Le 12 janvier 2010, les images de la catastrophe avaient fait le tour du monde et suscité un élan de solidarité internationale. Près de 5 milliards de dollars de dons avaient été envoyés après la catastrophe. Mais plusieurs voix se sont pourtant élevées pour dénoncer le gaspillage de cet argent.

"Quand je vois le dénuement dans lequel ces gens vivent, c’est leur dignité qui m’émeut le plus"

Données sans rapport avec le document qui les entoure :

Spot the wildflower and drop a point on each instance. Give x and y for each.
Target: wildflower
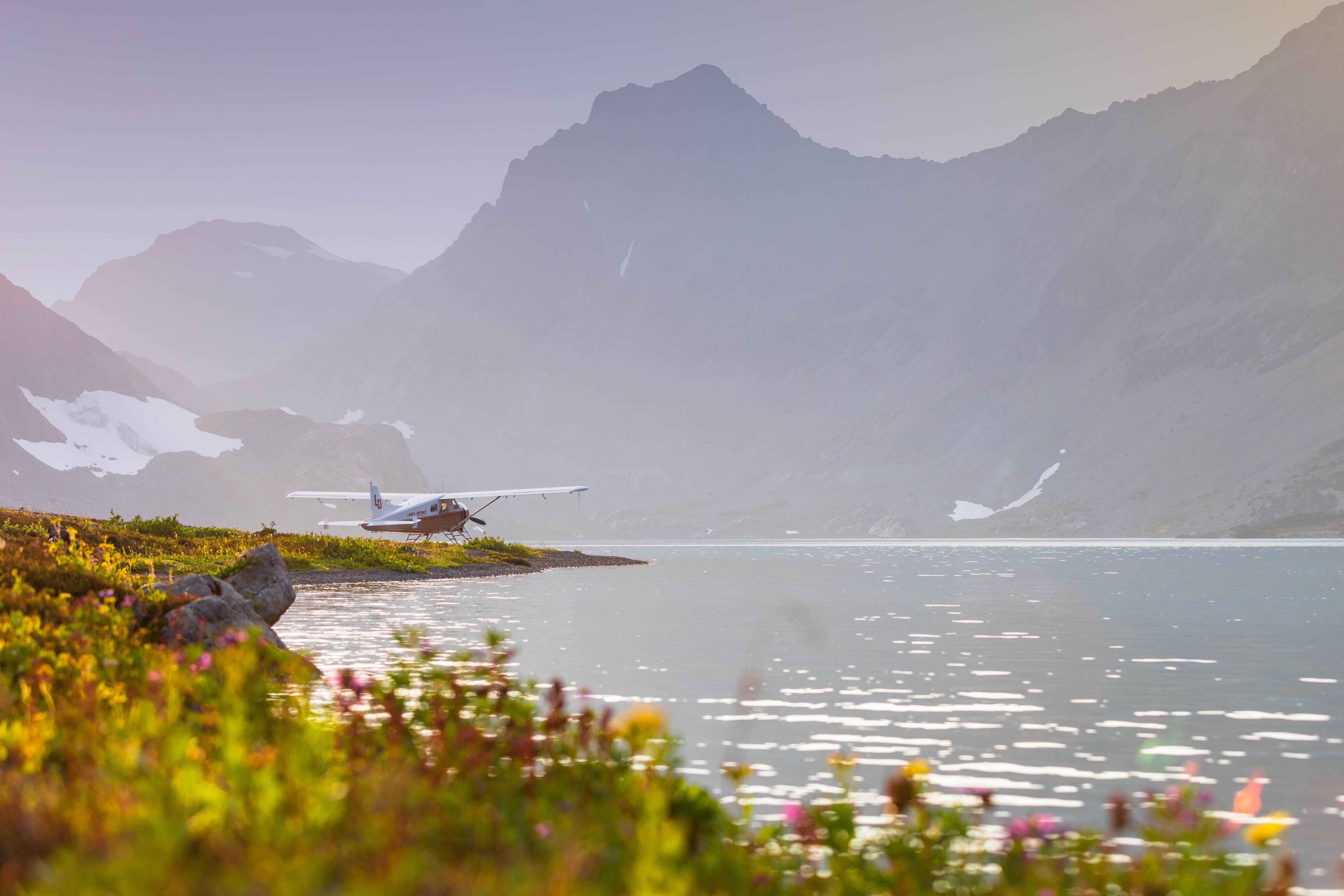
(1034, 825)
(904, 788)
(1246, 803)
(1119, 809)
(1267, 831)
(639, 723)
(737, 773)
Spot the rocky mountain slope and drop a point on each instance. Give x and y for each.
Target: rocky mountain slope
(724, 327)
(83, 430)
(222, 300)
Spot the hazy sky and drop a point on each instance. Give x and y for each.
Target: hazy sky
(377, 130)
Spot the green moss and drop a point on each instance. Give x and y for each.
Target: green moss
(164, 546)
(127, 768)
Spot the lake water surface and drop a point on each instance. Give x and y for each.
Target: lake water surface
(1052, 672)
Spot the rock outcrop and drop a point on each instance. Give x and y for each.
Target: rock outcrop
(209, 608)
(220, 610)
(265, 584)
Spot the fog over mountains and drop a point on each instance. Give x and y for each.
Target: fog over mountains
(87, 432)
(1130, 323)
(724, 326)
(221, 300)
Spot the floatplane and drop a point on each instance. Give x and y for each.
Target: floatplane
(423, 516)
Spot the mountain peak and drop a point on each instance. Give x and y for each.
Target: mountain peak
(701, 99)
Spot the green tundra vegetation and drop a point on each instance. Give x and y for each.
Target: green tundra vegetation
(166, 547)
(130, 768)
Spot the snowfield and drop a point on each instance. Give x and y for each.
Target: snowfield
(968, 511)
(113, 433)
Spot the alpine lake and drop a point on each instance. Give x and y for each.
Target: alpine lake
(1053, 674)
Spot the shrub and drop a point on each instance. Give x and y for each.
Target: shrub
(499, 546)
(127, 768)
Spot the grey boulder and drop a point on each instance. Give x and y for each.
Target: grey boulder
(265, 582)
(216, 610)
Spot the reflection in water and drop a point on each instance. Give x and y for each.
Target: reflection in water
(1050, 672)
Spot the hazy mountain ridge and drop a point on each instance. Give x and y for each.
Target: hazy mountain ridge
(96, 433)
(222, 300)
(724, 326)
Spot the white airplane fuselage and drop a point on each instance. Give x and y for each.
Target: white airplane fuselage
(424, 515)
(427, 518)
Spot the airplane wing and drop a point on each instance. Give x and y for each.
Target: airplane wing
(560, 490)
(351, 496)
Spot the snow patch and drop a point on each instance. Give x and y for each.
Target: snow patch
(968, 511)
(113, 433)
(326, 256)
(272, 250)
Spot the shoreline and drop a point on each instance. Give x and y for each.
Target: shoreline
(548, 561)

En marge des commémorations officielles, l’Union sociale pour le développement communautaire (USDC), une organisation à but non lucratif basée à Pétionville, a organisé son propre rassemblement baptisé "Je raconte mon 12 janvier". Daniel Tercier, un représentant de l’association et co-organisateur de l’événement, a ainsi réuni une cinquantaine de familles victimes du séisme, venant notamment des quartiers les plus défavorisés d’Haïti, comme Cité Soleil.

 

Nous avons eu l’idée d’organiser une veillée, le 11 janvier au soir, avec pour objectif de faire parler ces personnes, et surtout de les écouter. Ces témoignages, c’est à la fois une façon de panser les cicatrices psychologiques, mais aussi une manière de lutter contre l’oubli. On parle beaucoup de conséquences matérielles et sociales du séisme du 12 janvier 2010, mais on entend moins parler des conséquences psychologiques qui sont pourtant dramatiques.

 

En plus de vivre dans des conditions bien pires qu’avant la catastrophe, ce sont des gens traumatisés à qui nous avons affaire au quotidien. Ça se traduit par des problèmes physiques, comme la tachycardie, ou psychologiques, comme des tocs ou des dépressions. Beaucoup d’habitants de ces bidonvilles ont le sentiment d’être abandonnés, marginalisés. L’éclairage public n’a pas été rétabli dans beaucoup de quartiers de Cité Soleil, et cela entraîne des problèmes d’insécurité dramatiques.

 

Durant la veillée de la nuit du 11 janvier, plusieurs représentations culturelles ont été organisées.

 

Parmi les témoins, nous avons une dizaine d’orphelins que nous suivons depuis quatre ans. L’un d’entre eux, John, qui vient d’avoir 9 ans, a tenu à raconter ce qu’il a vécu. Son témoignage nous a bouleversé. À 5 ans, il a tout perdu et s’est retrouvé seul. Il raconte ça avec une tristesse mais aussi une maturité qui nous montre que l’attention qu’on lui porte n’a pas servi à rien. D’une manière générale, quand je vois le dénuement dans lequel ces gens vivent, c’est leur dignité qui m’émeut le plus.

 

"Quatre ans après, je suis très en colère"

 

Lors de notre veillée, on a proposé une séance de cinéma, de jeux collectifs et de dessins pour les enfants. Au moment du séisme, il y a eu beaucoup d’initiatives similaires à la notre pour gérer les conséquences post-traumatiques, en proposant des activités récréatives. Cette aide a été extrêmement précieuse, et on ne remerciera jamais assez les ONG internationales. Mais aujourd’hui, je constate que ces activités culturelles ont pratiquement disparu. [De nombreuses organisations humanitaires, comme Médecins sans frontières, ont quitté Haïti durant l’année 2013 pour intensifier leurs actions dans d’autres zones comme au Soudan du Sud ou en Centrafrique]

 

Quatre ans après, je suis très en colère. Cette épreuve devait être pour tous les Haïtiens une façon de souder le pays et de repartir sur de nouvelles bases. Après le séisme, on y a cru, quand on a vu l’élan de solidarité et la sincérité qui semblait animer tout le monde. Mais aujourd’hui, on est retourné à la réalité, et on constate clairement qu’il y a deux Port-au-Prince : celui qui a profité des reconstructions, et celui qui vit plus mal encore qu’avant.

 

Selon les estimations du Collectif haïtien pour le droit au logement, près de la moitié de la population haïtienne, soit environ 5 millions de personnes, vit avec moins de 1 dollar par jour et 170 000 déplacés vivent toujours dans des camps de fortune.